Induction Year: 1991

Induction Year: 1991

Don Chaney didn’t have to make a decision between football and basketball.

His mother made the decision for him.

Chaney wanted to be a quarterback, but his mother learned that one of his friends lost a couple of teeth playing the game. So she marched onto the field, grabbed her son by his collar and led him off the field.

“She totally embarrassed me,” Chaney recalled with a chuckle.

Another decision Chaney didn’t have to make following an outstanding basketball career at McKinley High of Baton Rouge was attending a school that was only two blocks away from his home: Louisiana State University.

In the early 1960s, LSU and other predominantly white schools in the Deep South weren’t recruiting black athletes.

“I was considering a lot of colleges,” Chaney said. “But I’d like to have had the opportunity to consider one more. I was never given that opportunity.”

Looking back, he doesn’t know if he would’ve gone to LSU if he had been given that opportunity. The Tigers were struggling under Coach Jay McCreary at that time, and didn’t break the color barrier until 1971—two seasons after Pete Maravich completed his college eligibility and one season before the arrival of Dale Brown.

“One of my main desires was to get out of Louisiana,” Chaney recalled. “I’d never been out of state.”

Chaney, who earned Parade Magazine and Scholastic Magazine All-American honors at McKinley, didn’t go too far away. He chose the University of Houston. So did Elvin Hayes of Rayville.

“It was a very difficult transition for a lot of reasons,” Chaney said. “I had never been around white people before.”

Although Houston was integrating its basketball team a few years before other universities in this area, Jim Crow laws still applied at some places where the Cougars played. Chaney and Hayes had to eat their pregame meals on the team bus in cities where blacks weren’t allowed in restaurants.

The transition was considerably easier on the basketball court, where the freshmen dominated intra-squad games with Coach Guy Lewis’ varsity team. “After we beat them, they didn’t speak to us,” Chaney recalled.

Nicknamed “Duck” because of his long arms (his wingspan was measured at 82 inches), Chaney’s defensive prowess complemented Hayes’ offense on Houston teams that reached the Final Four two years in a row.

The highlight of their college career was a victory over UCLA and Lew Alcindor (who later changed his name to Kareem Abdul-Jabbar) in the first game ever played in the Houston Astrodome. The Cougars snapped the Bruins’ 47-game winning streak in a nationally televised showdown that attracted a crowd ever to see a basketball game.

Chaney scored 1,133 points in his collegiate career and was a second-team All-American selection in 1968. The Boston Celtics selected him in the first round of the National Basketball Association draft.

It didn’t attract as much attention as the Houston-UCLA game, but Chaney and Hayes also played in the first NBA game ever played in the Astrodome—an exhibition game between the Celtics and Rockets prior to their rookie season.
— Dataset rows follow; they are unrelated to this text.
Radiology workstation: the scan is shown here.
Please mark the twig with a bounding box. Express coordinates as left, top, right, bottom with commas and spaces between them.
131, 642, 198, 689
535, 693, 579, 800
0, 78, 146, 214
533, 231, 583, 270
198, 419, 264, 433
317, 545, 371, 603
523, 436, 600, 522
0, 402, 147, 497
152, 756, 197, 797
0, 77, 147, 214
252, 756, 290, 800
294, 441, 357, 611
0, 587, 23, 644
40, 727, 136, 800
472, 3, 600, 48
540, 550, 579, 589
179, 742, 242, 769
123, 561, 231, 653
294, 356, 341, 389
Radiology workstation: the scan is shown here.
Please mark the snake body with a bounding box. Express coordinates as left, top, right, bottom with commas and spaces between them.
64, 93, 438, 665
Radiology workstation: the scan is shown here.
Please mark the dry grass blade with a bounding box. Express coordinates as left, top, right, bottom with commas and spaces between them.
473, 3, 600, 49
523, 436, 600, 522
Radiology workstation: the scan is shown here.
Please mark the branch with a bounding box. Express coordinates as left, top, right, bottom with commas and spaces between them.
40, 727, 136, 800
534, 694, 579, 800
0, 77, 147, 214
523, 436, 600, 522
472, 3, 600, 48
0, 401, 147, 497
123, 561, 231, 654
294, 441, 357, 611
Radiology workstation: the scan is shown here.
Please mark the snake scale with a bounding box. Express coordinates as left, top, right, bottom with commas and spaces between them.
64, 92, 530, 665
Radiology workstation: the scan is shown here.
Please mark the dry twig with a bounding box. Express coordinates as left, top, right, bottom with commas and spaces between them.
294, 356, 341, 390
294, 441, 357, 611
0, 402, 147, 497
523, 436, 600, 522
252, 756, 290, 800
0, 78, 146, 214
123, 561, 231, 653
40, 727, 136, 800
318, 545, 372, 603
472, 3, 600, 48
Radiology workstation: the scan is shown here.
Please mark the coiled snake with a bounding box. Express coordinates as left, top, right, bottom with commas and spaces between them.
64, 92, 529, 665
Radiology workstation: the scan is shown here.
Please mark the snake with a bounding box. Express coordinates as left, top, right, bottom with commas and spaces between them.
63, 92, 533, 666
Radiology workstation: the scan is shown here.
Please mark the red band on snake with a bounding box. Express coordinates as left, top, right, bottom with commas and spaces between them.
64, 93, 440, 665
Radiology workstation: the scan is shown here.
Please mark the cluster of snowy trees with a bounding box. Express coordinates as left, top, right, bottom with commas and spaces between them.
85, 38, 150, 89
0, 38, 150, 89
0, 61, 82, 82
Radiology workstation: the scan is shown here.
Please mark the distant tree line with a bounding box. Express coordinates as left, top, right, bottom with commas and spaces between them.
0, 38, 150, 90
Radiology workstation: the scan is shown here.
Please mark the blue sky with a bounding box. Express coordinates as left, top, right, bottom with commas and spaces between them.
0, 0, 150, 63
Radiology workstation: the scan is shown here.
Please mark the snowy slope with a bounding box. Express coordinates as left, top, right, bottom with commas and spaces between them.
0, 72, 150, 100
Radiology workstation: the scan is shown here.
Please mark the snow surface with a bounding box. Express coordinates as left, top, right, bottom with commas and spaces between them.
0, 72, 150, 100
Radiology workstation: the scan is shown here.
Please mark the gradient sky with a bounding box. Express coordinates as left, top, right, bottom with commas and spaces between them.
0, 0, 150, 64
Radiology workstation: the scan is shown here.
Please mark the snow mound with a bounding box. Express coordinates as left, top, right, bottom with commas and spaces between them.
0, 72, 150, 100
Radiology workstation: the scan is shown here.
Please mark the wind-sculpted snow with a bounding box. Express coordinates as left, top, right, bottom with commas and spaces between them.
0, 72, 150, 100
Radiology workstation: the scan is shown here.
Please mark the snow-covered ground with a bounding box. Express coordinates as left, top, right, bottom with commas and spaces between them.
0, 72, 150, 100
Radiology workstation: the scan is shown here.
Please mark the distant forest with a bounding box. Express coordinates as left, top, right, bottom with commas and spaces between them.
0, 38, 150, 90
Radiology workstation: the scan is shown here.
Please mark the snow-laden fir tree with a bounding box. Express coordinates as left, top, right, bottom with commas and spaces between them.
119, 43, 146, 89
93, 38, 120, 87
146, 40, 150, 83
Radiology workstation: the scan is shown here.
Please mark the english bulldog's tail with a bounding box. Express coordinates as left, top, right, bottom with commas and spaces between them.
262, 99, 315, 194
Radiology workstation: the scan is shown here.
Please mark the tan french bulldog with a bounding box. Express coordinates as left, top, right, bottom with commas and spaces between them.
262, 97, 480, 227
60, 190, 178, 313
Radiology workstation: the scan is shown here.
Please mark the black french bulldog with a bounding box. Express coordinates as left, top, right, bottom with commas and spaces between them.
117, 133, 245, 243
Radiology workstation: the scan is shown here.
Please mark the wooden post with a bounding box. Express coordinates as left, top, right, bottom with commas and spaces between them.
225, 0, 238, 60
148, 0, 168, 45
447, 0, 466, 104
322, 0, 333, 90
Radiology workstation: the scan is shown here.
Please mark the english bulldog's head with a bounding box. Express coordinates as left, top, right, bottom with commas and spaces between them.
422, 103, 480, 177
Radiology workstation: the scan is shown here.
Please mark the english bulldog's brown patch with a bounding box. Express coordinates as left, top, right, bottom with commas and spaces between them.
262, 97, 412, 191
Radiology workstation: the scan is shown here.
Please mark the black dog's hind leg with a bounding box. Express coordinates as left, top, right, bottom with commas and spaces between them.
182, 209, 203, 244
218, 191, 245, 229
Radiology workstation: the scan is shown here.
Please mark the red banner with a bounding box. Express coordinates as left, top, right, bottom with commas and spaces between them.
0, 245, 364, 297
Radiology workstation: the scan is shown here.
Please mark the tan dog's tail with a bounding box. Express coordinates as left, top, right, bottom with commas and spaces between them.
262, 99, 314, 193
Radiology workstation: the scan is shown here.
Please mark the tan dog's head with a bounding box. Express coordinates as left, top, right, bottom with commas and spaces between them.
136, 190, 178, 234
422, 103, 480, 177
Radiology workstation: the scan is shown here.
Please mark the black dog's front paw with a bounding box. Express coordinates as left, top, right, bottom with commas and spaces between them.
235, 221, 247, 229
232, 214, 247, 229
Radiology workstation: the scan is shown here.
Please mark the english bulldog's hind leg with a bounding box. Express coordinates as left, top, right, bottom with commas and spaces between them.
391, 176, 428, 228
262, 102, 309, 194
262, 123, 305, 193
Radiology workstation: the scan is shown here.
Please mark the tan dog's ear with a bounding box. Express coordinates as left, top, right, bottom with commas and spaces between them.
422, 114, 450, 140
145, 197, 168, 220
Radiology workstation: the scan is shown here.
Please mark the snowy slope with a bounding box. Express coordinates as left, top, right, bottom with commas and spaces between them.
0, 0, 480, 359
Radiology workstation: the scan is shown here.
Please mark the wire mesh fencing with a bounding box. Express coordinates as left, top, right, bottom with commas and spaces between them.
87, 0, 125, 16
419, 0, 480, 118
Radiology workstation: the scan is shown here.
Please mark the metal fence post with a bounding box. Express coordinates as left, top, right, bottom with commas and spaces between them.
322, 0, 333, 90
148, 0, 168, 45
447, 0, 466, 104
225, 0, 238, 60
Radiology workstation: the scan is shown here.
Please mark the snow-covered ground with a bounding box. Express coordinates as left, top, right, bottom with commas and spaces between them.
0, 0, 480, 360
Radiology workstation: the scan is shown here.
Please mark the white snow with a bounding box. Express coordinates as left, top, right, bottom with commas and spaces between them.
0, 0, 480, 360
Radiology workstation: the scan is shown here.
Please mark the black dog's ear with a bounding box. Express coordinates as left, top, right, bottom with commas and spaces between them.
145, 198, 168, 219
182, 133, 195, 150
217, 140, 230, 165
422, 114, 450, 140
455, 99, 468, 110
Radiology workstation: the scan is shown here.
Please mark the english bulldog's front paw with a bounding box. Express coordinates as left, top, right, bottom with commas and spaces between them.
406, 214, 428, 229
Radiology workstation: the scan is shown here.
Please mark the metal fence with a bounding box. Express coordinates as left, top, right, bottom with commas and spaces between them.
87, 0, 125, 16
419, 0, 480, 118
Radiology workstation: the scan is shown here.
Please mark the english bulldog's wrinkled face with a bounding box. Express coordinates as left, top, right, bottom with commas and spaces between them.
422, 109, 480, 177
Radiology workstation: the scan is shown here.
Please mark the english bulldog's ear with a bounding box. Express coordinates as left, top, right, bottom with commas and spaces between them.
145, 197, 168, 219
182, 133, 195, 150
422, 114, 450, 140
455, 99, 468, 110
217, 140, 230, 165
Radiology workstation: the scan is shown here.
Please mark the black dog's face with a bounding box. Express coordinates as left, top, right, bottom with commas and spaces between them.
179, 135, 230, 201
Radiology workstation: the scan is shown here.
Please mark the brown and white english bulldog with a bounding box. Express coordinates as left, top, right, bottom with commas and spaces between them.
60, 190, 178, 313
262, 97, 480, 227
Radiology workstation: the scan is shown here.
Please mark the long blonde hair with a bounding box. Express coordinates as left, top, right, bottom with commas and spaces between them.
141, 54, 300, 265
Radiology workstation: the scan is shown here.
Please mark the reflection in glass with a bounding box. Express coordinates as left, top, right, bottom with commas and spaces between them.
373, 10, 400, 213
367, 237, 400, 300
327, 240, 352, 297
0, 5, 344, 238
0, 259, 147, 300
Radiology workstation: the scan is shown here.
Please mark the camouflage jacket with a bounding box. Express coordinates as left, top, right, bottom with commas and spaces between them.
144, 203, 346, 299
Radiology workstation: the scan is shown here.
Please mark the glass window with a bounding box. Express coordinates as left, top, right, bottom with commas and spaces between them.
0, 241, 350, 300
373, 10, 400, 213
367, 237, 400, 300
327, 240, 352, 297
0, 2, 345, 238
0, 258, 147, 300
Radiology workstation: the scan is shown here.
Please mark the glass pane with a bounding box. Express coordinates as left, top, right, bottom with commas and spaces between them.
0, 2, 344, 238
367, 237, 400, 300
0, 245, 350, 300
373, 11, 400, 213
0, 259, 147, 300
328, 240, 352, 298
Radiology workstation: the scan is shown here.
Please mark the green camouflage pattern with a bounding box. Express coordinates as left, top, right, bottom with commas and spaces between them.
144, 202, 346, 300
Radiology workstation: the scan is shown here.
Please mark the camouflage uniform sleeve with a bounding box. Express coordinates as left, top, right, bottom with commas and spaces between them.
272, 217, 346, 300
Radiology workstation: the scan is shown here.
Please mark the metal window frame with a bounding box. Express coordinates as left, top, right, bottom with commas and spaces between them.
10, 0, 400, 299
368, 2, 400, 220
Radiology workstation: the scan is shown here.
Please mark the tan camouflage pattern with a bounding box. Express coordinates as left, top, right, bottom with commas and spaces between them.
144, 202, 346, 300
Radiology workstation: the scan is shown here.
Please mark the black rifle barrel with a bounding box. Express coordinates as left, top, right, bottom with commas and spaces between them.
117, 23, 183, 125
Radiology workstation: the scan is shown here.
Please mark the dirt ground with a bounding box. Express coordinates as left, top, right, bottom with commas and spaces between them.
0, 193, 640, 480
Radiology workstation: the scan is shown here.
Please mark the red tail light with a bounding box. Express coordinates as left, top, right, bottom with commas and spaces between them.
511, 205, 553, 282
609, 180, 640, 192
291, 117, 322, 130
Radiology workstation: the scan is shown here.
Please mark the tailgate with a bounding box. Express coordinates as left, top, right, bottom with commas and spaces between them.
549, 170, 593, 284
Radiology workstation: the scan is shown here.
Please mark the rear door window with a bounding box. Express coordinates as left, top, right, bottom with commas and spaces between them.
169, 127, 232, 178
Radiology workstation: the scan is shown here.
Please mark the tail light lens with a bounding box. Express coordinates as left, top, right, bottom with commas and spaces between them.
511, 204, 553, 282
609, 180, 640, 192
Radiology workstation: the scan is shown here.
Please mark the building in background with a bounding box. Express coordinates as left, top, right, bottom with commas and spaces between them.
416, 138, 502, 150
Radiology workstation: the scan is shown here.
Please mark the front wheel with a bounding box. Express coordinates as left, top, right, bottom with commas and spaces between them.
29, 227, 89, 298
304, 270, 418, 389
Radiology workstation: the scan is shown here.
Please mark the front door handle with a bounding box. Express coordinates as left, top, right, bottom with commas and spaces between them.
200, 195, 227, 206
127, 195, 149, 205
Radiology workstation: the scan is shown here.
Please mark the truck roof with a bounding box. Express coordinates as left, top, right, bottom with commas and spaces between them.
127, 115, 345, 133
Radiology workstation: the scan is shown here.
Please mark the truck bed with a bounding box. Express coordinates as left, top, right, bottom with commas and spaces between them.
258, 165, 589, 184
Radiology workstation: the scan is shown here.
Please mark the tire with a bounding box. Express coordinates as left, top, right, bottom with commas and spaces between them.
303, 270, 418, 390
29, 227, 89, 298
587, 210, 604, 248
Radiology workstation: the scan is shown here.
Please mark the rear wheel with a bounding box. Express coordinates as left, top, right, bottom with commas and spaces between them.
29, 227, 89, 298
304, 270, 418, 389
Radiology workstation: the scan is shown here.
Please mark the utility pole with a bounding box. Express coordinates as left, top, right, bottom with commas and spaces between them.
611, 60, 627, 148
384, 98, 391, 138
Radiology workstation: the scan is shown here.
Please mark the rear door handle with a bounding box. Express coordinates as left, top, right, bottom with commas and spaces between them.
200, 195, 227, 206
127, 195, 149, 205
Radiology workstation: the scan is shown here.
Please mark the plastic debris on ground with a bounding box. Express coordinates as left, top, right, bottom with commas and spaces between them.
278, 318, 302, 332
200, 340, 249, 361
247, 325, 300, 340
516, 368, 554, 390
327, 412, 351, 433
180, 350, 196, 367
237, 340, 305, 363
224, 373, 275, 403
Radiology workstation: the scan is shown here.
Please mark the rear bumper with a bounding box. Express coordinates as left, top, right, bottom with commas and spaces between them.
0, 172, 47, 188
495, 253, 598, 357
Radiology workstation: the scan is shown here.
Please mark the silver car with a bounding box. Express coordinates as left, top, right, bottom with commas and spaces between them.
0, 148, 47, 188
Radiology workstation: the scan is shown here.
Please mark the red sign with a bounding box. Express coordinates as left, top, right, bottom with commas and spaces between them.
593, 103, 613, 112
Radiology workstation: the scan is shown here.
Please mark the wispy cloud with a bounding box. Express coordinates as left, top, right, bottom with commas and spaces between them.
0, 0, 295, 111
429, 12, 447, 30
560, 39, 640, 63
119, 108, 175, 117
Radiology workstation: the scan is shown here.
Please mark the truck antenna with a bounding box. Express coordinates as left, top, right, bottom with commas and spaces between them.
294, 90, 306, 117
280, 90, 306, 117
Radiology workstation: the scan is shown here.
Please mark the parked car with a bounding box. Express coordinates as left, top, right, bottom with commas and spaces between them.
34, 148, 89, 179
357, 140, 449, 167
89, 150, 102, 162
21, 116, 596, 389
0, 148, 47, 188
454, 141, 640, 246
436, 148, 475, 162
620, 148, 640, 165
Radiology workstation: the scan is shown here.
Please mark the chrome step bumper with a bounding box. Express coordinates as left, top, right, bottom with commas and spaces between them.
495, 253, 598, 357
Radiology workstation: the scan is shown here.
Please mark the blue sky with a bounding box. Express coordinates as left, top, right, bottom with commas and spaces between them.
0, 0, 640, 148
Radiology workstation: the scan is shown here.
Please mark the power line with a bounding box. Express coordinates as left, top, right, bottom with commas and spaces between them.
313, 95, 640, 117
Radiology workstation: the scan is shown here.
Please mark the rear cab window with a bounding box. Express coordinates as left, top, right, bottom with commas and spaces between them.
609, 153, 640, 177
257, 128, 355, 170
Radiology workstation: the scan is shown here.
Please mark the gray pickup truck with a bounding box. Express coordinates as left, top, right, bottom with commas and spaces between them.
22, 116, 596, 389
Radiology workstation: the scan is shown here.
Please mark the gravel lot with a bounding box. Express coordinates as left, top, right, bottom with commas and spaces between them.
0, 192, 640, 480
Chaney spent 10 seasons in Boston, with the Celtics winning five division titles and two NBA championships in those 10 years. He was the first member of an NBA championship team to jump to the American Basketball Association.

Chaney was selected on league all-defensive teams five times.

He spent one year with St. Louis in the American Basketball Association and had brief stint with the Lakers before returning to Boston.

He went into coaching in 1980, first as an assistant with the Detroit Pistons and then as head coach with the Los Angels Clippers.

Chaney returned to Houston as head coach of the Rockets, and was selected NBA Coach of the Year in 1990-91 as the Rockets broke 60 team records. But 52 games into the 1991-92 season, he was fired one day after the Rockets blew a 24 point lead in a 124-122 loss to the Minnesota Timberwolves. That dropped Houston’s record to 26-26.

“Things have fallen in place for me,” Chaney said when he was inducted into the Louisiana Sports Hall of Fame. “Never in my wildest dreams did I think I would be standing here.”

Dragging him off the football field wasn’t his mother’s only contribution to Chaney’s basketball career.

“She’s really been the key to my success,” he said. “She basically had to maintain two jobs so we could function. She gave us a little freedom, but at the same time, she had a firm hand.”

Especially when it was attached to her son’s collar.